Google’s original algorithm doesn’t work like it once did because they are lost in controversy over their webspam
I think we all understand how web spam works to a degree. Purveyors want to sell some ads so they put up content that the search engines will like. Perhaps they have a network of sites that do this and they put links between the sites to each other’s content to help the chances and game the search engines.
But the original beauty of Google’s search engine, which set it apart and differentiated it from the crowded field in the 90s, was the PageRank algorithm. The idea, as far as most people understand, was that web pages are ranked by the quality and quantity of links that are sent to them. PageRank, drawn, is where the colorful Google GOOG balls/logo come from (seen pictured at right).
Google describes PageRank:
PageRank reflects our view of the importance of web pages by considering more than 500 million variables and 2 billion terms.
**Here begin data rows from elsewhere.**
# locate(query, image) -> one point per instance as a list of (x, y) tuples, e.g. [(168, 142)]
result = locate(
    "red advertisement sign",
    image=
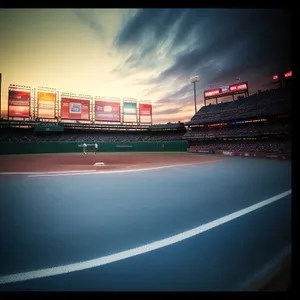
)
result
[(288, 74), (145, 109), (18, 103), (107, 111), (275, 77), (75, 109), (238, 87)]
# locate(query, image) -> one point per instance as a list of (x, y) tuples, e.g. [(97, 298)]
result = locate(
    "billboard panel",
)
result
[(145, 112), (75, 109), (130, 112), (107, 111), (288, 74), (18, 103), (46, 104), (233, 88), (275, 78)]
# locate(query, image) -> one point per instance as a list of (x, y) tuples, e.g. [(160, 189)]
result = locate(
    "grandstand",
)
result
[(260, 122)]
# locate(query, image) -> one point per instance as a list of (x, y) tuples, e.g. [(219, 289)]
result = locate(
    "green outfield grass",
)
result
[(100, 153)]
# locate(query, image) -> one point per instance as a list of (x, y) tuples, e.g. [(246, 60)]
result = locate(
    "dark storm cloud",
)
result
[(159, 21), (226, 43)]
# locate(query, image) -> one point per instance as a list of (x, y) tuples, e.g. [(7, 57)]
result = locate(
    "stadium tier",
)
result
[(257, 123)]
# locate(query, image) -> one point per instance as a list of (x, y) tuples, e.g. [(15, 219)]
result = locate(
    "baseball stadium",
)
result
[(95, 197)]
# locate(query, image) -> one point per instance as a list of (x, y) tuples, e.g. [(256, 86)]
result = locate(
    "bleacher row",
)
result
[(245, 130), (283, 146), (93, 137), (268, 102)]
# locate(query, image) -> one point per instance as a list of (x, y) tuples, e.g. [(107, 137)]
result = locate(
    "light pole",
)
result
[(193, 80)]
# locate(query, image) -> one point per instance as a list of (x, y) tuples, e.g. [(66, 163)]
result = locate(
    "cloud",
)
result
[(91, 18)]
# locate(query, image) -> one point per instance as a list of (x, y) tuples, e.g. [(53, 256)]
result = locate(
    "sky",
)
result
[(145, 54)]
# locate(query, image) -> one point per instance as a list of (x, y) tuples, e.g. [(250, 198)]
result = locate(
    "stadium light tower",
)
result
[(193, 80)]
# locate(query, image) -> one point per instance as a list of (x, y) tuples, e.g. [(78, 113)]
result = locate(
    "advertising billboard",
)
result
[(288, 74), (18, 103), (107, 111), (275, 78), (46, 104), (75, 109), (130, 111), (145, 112), (233, 88)]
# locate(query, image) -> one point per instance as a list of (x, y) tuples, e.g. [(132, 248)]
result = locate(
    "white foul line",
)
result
[(136, 251), (94, 172), (41, 173)]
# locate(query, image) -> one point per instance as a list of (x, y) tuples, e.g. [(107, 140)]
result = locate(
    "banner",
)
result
[(129, 108), (107, 111), (75, 109), (145, 112), (130, 112), (18, 103), (46, 104), (233, 88)]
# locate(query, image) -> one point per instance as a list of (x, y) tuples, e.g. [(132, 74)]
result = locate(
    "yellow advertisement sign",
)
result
[(46, 105)]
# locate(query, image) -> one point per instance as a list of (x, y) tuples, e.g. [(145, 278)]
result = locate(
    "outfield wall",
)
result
[(243, 154), (65, 147)]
Pages that we believe are important pages receive a higher PageRank and are more likely to appear at the top of the search results. PageRank also considers the importance of each page that casts a vote, as votes from some pages are considered to have greater value, thus giving the linked page greater value. We have always taken a pragmatic approach to help improve search quality and create useful products, and our technology uses the collective intelligence of the web to determine a page’s importance.
So how does all of this spam get through? No one links to spam…
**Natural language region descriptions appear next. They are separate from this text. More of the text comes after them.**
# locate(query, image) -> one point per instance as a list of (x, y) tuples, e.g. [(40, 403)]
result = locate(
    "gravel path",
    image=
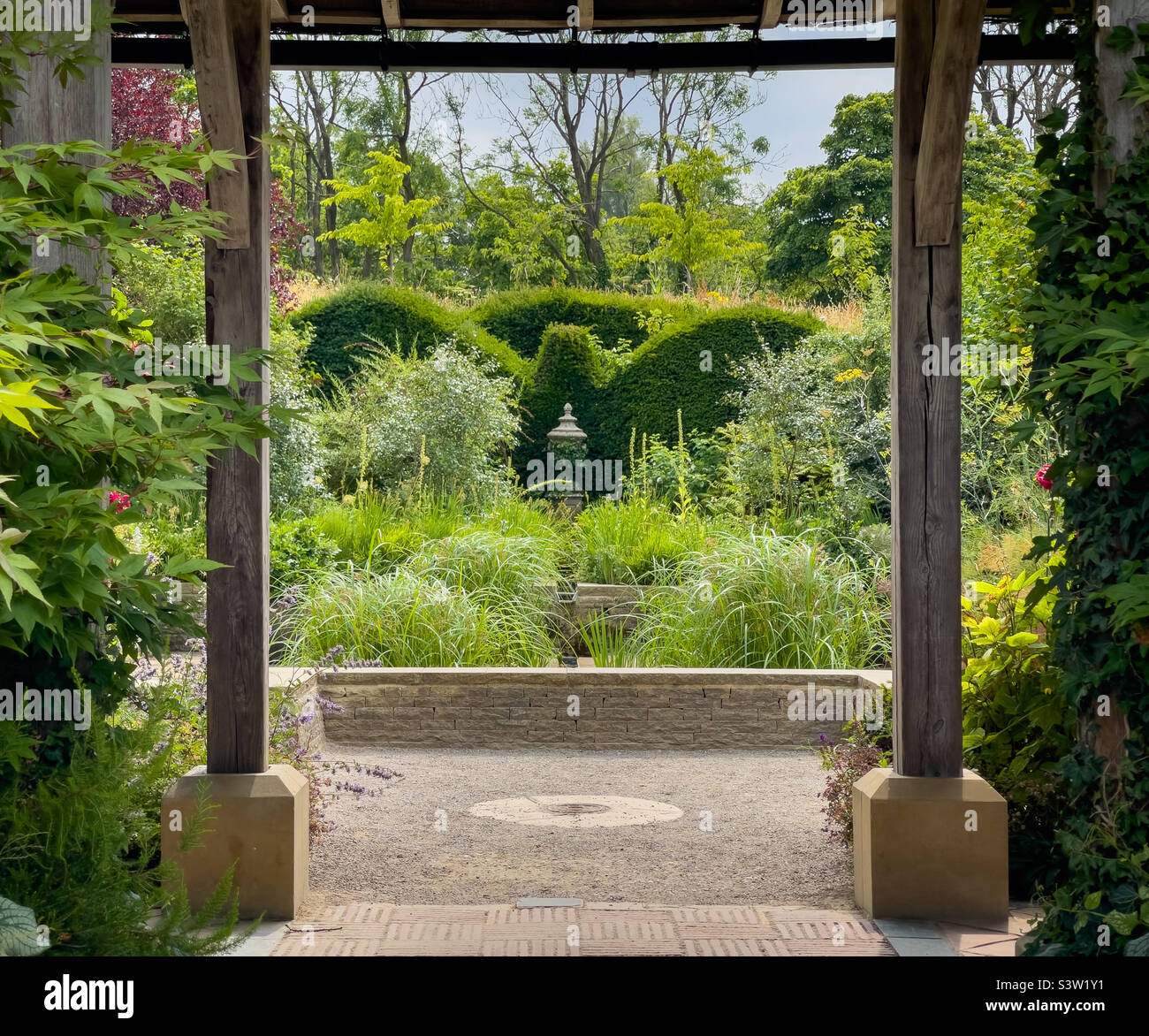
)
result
[(766, 844)]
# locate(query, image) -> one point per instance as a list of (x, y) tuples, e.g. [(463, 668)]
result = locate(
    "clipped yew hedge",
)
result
[(690, 367), (571, 368), (520, 317), (345, 323)]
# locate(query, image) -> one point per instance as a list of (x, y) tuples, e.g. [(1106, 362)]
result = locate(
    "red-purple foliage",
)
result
[(145, 107)]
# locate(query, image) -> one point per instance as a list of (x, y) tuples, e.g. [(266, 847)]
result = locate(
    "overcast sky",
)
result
[(794, 115)]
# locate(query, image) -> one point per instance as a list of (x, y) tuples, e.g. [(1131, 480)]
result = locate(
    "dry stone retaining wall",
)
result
[(617, 709)]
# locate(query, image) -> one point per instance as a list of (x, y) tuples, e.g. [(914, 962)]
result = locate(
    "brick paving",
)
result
[(596, 929)]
Google knows, largely, what sites are reputable and have been around for years and which have just been built to house spam. To another degree, Google knows that spam servers are largely not sharing an IP address with reputable companies and so on and so forth.
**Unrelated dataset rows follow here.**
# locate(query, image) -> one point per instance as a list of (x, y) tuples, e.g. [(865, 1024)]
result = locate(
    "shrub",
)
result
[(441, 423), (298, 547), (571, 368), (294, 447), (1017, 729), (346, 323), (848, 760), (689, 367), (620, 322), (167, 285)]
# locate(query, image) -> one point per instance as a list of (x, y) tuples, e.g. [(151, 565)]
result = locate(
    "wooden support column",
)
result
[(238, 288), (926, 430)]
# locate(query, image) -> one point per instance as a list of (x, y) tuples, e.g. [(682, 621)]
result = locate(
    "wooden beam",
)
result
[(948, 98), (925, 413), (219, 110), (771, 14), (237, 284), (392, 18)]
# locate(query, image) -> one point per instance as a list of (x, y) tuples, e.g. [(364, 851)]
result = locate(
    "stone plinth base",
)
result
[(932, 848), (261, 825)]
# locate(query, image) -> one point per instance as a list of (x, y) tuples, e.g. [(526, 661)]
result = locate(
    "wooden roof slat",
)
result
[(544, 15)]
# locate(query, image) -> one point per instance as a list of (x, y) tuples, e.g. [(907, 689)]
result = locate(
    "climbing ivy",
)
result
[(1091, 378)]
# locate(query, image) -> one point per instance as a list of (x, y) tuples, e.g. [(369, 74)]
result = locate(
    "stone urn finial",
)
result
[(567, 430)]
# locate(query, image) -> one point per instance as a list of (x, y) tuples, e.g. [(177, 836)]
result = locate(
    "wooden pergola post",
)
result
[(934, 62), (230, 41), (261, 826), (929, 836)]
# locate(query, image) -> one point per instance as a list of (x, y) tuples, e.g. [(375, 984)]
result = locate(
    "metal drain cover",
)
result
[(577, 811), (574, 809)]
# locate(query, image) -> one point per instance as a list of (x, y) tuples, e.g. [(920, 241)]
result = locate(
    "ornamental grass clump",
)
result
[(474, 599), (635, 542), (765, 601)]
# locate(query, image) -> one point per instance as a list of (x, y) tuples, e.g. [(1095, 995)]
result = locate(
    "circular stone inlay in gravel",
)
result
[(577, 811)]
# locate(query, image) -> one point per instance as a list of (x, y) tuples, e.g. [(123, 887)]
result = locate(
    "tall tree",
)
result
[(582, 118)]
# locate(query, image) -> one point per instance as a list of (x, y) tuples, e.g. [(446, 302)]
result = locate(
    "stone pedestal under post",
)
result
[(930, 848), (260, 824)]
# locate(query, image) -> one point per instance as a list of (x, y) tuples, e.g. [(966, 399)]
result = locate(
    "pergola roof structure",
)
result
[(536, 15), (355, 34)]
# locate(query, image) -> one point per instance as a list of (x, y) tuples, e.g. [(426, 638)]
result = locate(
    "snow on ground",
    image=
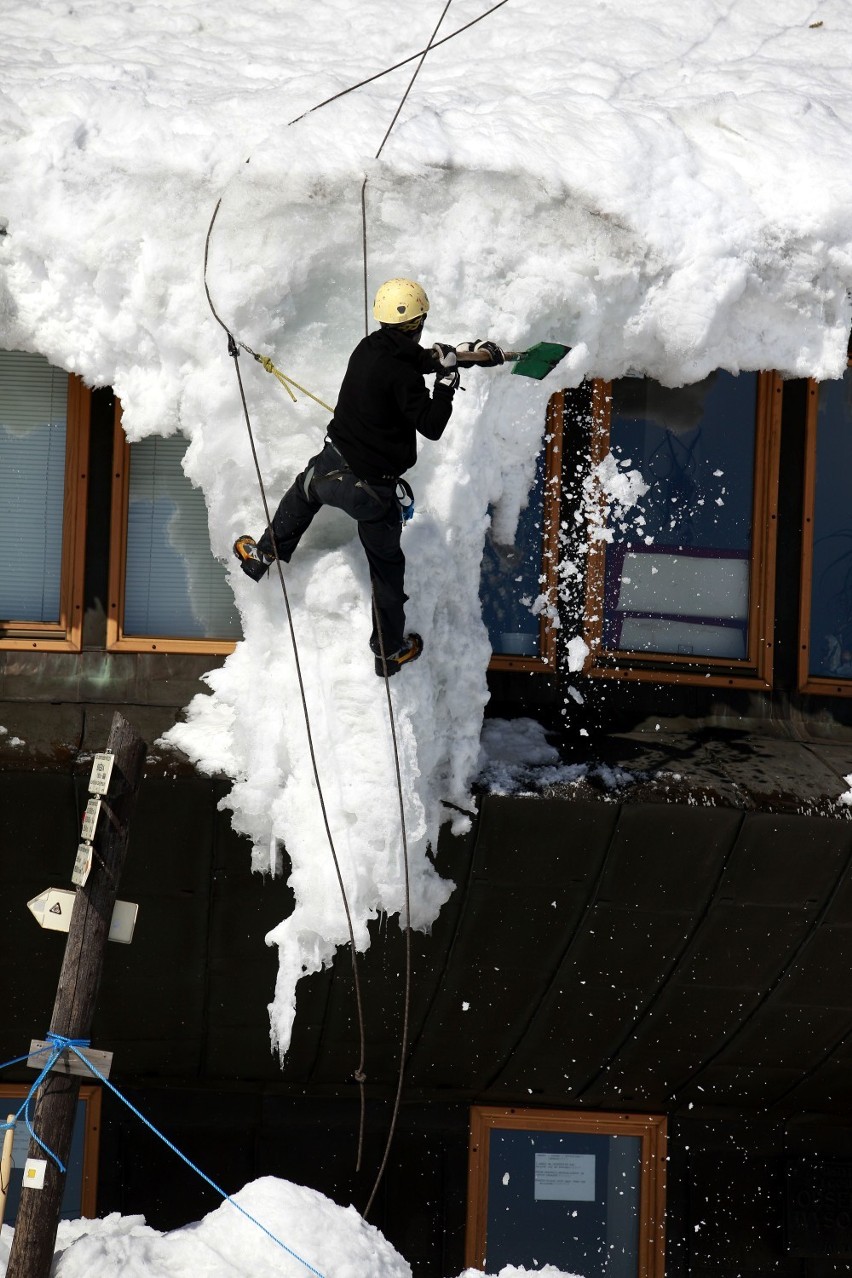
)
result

But even if spammers and scrapers can get by those types of filters, PageRank should kick in and rate real, original content over the stuff that copies it.
People aren’t linking from their blogs and Twitter to web spam (or Facebook, but Google doesn’t index Facebook). News organizations aren’t linking to web spam. Corporate websites don’t link to spam. Only spam links to spam.
Therefore the PageRank algorithm should be able to kill spam before it even starts. How does a page that just scrapes popular articles rise above the actual articles that it scrapes? Certainly people are tweeting about the popular page and posting links to it on their blog. No one is posting a link to the spam scraper.
But we often see Adsense-laden scraper/copier sites ranked way above the original content.
This is exactly what the original PageRank was built to avoid.